Carmelo Parpiglia:”“Il Molise perde un vero uomo di campo e un simbolo del calcio rossoblù”

Ho incontrato Vincenzo Cosco per l’ultima volta in estate, quasi un anno fa. Eravamo a Cercemaggiore per un convegno sullo sport. Ci salutammo con grande cordialità e parlammo per qualche minuto.

Era sorridente ed entusiasta perché sul punto di firmare con la Torres, la squadra di Lega Pro che è stato costretto a lasciare pochi mesi più tardi, appena prima di Natale, a causa della malattia, e che oggi lo piange come tutto il mondo del calcio in special modo quello molisano.

Vincenzo Cosco è stato un simbolo dello sport regionale e un ottimo allenatore nei tornei nazionali. Persona affabile fuori dal campo e un ‘fiume in piena’ in panchina. Un vero ‘martello’ nel motivare i suoi giocatori, non per niente, nella gestione psicologica del prepartita, aveva come modello il portoghese Mourinho. Lo ricordo come un uomo perbene, pronto al dialogo e consapevole di rappresentare il calcio pulito della provincia, quella provincia che da Santa Croce di Magliano lo ha visto spostarsi ad altre latitudini, in costante ascesa, fino a Campobasso dove ha primeggiato come difensore dei lupi e poi come mister quando nell’ottobre del 2010, a campionato in corso, prese il testimone da Carannante.
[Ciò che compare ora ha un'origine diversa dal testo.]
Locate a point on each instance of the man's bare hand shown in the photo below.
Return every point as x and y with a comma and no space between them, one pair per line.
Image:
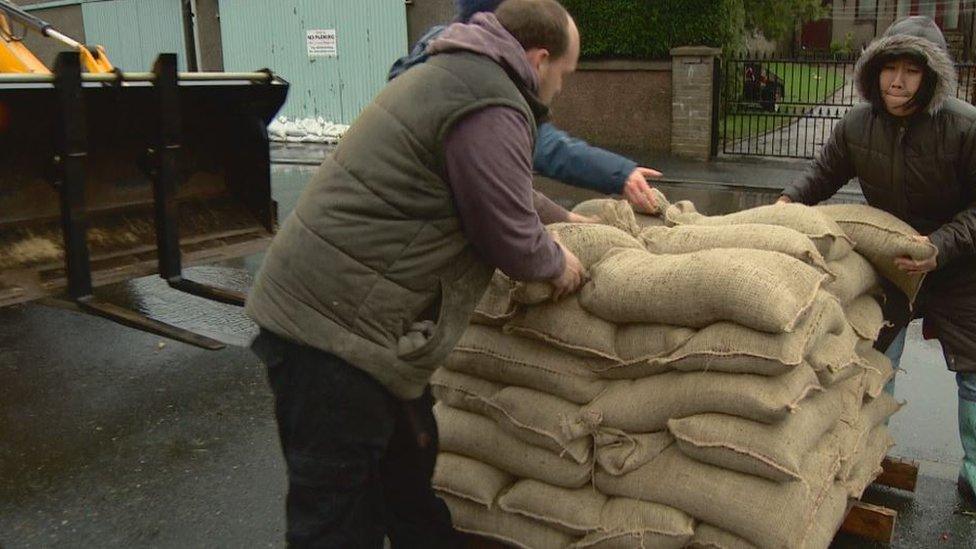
638,192
911,266
571,278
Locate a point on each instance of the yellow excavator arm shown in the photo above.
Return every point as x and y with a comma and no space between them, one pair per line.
15,57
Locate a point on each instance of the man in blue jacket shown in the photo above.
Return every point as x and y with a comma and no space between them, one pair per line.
557,155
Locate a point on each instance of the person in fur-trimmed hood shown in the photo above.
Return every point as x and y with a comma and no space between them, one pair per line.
912,146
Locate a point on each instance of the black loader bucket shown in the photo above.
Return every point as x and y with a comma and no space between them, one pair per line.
107,177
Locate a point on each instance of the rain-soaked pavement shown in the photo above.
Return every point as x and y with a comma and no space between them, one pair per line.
110,437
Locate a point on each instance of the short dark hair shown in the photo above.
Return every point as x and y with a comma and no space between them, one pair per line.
926,90
536,24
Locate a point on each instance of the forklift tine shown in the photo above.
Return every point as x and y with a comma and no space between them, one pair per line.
165,174
132,319
73,153
213,293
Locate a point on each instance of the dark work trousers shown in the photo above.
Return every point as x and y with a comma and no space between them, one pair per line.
360,461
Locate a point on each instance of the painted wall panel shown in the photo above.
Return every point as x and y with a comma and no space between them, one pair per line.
134,32
370,35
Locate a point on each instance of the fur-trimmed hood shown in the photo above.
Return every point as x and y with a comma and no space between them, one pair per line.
918,35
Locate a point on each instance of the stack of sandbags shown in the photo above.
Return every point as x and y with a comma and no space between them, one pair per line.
707,387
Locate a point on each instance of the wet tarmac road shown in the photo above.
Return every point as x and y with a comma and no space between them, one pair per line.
110,437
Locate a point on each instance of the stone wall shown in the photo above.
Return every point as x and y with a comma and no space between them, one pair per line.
619,105
691,107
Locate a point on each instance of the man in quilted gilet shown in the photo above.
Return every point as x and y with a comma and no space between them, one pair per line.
371,280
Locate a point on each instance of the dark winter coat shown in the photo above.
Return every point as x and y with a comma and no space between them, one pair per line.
922,169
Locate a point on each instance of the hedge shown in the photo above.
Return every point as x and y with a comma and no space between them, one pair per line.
648,29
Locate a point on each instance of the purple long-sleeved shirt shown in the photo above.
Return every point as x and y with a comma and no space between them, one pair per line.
488,156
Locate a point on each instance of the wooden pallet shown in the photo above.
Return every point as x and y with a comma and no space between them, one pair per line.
872,521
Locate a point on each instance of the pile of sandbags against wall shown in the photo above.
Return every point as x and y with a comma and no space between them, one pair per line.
713,384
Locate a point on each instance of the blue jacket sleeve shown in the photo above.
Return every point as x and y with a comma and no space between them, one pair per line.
573,161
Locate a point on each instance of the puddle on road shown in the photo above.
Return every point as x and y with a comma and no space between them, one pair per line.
152,297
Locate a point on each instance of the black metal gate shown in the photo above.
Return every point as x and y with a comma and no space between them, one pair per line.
784,106
781,106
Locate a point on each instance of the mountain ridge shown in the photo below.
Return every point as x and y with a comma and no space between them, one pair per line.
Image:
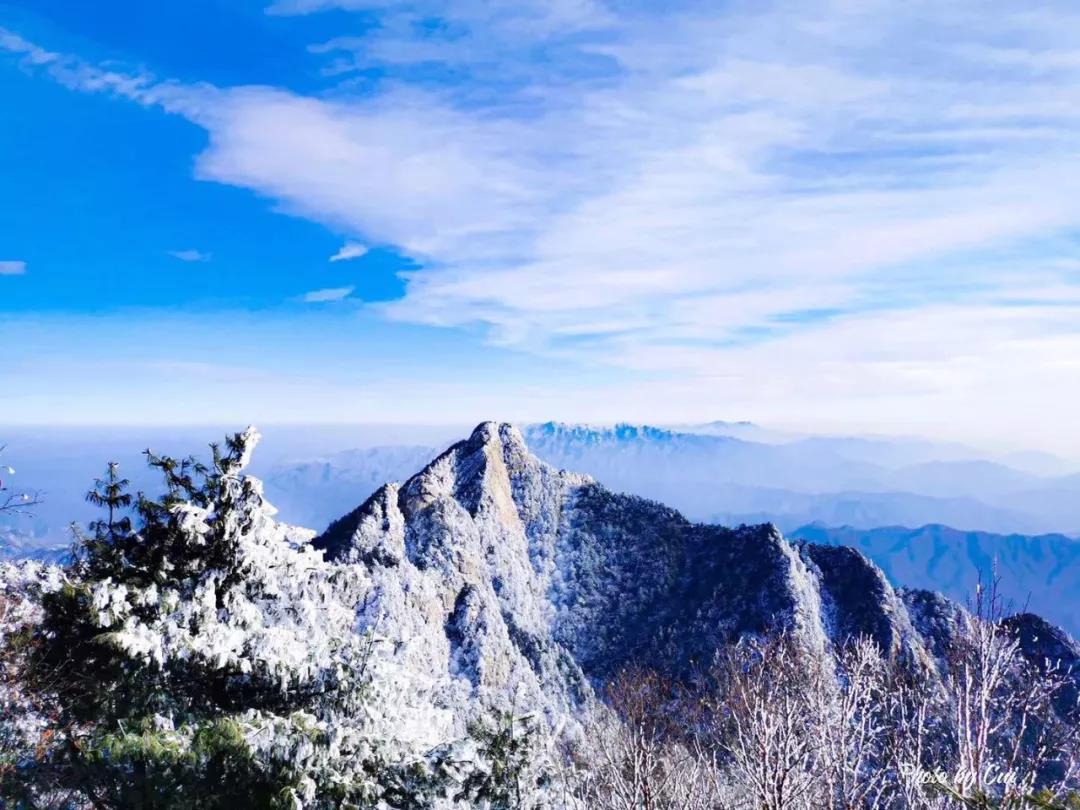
516,582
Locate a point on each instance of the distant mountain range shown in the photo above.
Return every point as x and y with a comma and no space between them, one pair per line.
838,481
1040,574
829,490
807,486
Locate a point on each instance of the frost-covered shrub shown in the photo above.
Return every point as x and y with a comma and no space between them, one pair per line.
201,653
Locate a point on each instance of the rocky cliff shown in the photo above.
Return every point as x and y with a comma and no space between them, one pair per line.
513,582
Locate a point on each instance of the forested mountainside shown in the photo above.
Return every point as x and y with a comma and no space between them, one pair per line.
496,632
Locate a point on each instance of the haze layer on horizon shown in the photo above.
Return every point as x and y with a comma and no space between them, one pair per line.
824,216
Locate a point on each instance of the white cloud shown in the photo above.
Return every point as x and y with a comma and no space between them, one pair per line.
772,196
350,251
190,255
331,294
12,268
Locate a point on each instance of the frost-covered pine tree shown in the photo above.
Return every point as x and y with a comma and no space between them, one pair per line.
202,653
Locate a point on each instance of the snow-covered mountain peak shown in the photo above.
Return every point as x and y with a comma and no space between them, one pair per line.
510,582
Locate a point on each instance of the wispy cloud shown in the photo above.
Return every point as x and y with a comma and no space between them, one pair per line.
775,193
329,294
350,251
190,255
12,268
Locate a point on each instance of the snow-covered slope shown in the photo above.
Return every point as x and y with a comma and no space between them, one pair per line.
516,582
1040,574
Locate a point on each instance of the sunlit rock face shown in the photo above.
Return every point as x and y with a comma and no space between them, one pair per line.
517,584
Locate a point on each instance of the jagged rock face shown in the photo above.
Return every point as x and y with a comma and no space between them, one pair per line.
515,582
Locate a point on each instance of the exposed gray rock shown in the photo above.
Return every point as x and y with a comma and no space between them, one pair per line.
517,583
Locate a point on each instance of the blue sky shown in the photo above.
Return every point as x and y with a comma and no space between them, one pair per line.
823,215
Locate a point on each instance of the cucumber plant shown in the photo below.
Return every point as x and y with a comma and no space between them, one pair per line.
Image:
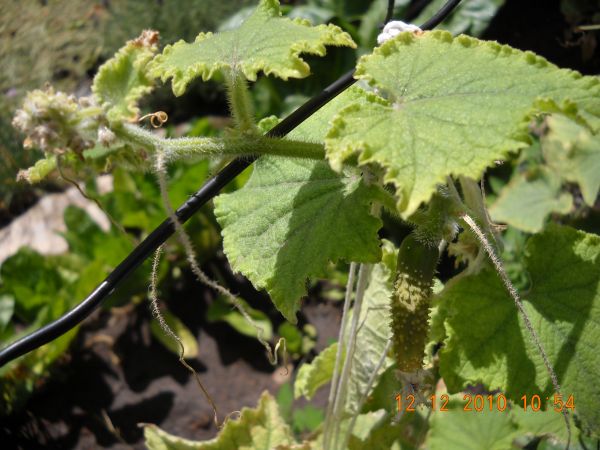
430,114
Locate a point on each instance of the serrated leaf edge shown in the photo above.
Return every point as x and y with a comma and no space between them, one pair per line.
331,35
519,139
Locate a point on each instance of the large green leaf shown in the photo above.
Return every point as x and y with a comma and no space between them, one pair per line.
375,330
124,79
256,429
290,219
264,42
453,106
293,216
487,339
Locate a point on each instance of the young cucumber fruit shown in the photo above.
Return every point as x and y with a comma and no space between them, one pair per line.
410,301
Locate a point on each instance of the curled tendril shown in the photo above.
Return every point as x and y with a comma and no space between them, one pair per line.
157,119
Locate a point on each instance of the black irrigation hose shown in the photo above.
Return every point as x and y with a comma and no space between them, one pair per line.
160,234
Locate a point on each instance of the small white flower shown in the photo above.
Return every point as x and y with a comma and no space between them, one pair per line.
394,28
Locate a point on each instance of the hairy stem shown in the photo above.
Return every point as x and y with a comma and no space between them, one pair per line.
338,407
179,148
364,395
165,327
519,304
188,247
240,103
338,356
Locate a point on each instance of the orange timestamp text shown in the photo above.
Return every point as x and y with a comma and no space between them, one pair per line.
479,402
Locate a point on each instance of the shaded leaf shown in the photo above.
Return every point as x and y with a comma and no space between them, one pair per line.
264,42
375,330
311,376
457,429
453,106
525,203
573,152
261,428
487,339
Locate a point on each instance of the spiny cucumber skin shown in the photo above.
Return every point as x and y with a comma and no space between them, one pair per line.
410,302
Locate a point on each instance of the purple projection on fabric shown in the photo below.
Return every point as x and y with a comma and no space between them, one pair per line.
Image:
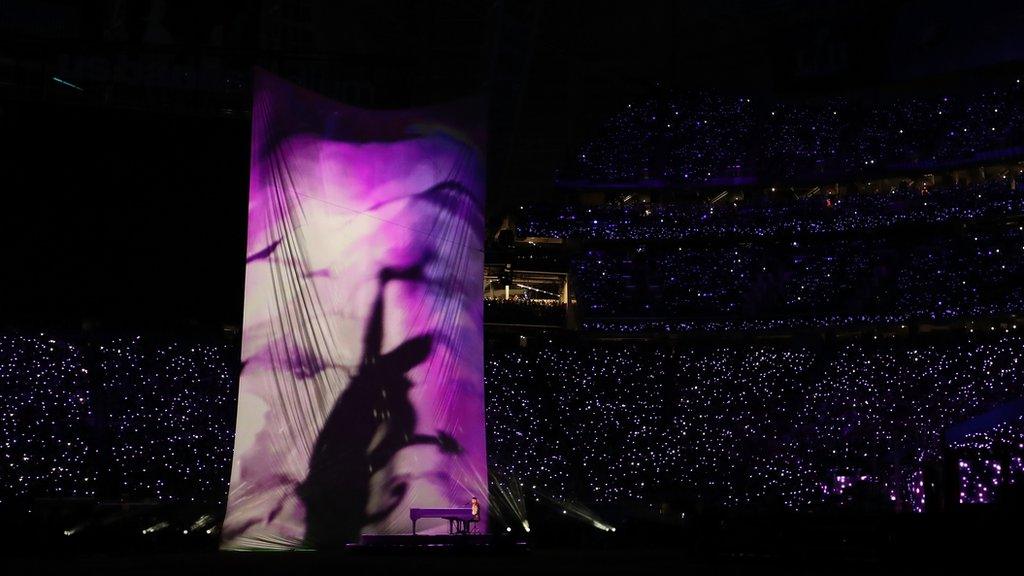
361,386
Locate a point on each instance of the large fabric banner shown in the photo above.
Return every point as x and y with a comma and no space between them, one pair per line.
361,386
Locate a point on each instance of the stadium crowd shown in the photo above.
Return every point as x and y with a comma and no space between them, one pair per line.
713,425
898,206
701,136
747,425
118,418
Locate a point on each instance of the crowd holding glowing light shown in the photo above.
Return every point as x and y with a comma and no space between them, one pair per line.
124,418
744,425
732,425
898,207
700,136
845,281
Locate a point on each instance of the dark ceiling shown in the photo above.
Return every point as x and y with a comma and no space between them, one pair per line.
125,125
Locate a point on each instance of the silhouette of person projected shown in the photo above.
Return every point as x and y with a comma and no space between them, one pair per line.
372,420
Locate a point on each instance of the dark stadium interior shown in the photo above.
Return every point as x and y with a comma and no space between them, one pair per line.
753,278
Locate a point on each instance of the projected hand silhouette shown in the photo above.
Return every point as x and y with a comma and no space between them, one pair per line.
371,422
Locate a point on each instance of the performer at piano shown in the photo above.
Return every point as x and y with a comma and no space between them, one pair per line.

Ricordo ancora l’entusiasmo che il suo arrivo provocò nella tifoseria rossoblù che in lui vedeva una bandiera oltre che uno dei migliori tecnici sulla piazza in serie C. I fatti gli hanno sempre dato ragione perché era un grande professionista e un uomo in grado di farsi voler bene e rispettare al tempo stesso.

Con la sua prematura scomparsa lo sport italiano perde un ottimo interprete della sua disciplina più popolare, mentre il Molise perde un simbolo, un vero uomo di campo, di quelli che segnano il corso della storia sportiva di una regione piccola ma volitiva, proprio com’era lui. Cosco lascia un vuoto incolmabile, lo ricorderemo sempre con affetto.  Alla moglie del mister e ai figli va il mio pensiero più caro.